Making a tool to finish a tool

by Lambdafarm on April 28, 2011

I enjoy using hand tools.  I am building a shaving horse to use in cleaning the bark off oak poles.  They will become fence posts, furniture, and other things.  When building the shaving horse, the legs are set at a slight angle so they are more sturdy.  They are also tapered so that the weight of the occupant pushes the seat down into the legs and makes that sturdier, as well.

I managed to make the angled pilot holes for the legs, only to realize I had no way to make the tapered holes.  I looked for the taper tool online, and found one picture of it and one place that sells a reproduction of one for $60.  Wow.  From the picture, I realized it is a cone of wood with a dowel running perpendicular to the cone.  That is used to turn it into the hole.  A blade or scraper is embedded in the tool with just a bit sticking out.

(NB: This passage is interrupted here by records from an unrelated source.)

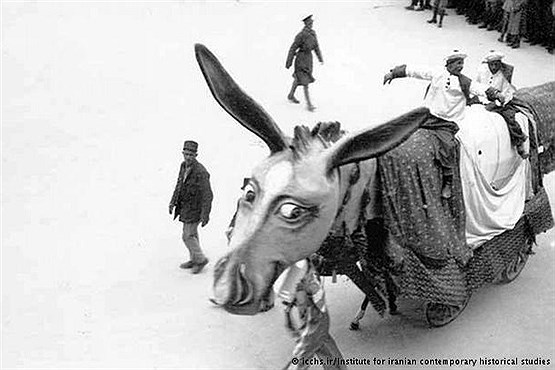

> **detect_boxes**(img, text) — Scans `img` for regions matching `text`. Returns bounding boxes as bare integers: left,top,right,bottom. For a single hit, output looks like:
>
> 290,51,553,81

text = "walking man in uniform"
285,15,324,112
169,140,213,274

The wood needs to be hard, preferably harder than the wood you are using for the chair, seat, or whatever.  Well, that meant oak was out, as that was what I would be reaming with the taper.  I cut a small osage orange tree, or bois d’arc as we call them around here.  The wood is very hard and it has thorns.  Settlers in the area made hedgerows of them to keep in cattle.  The heartwood has an orange tint, and oxydizes to the bright yellow of a smily face.  It also stains everything it touches when wet.

I am still working on this tool, and hope to have pictures of the finished product soon.  Cutting a two inch by one foot cone out of a 2.5 inch by one foot sapling with a bow saw is interesting.  I have one dimension cut and have the other to go.  I also have a hacksaw blade to use as a scraper.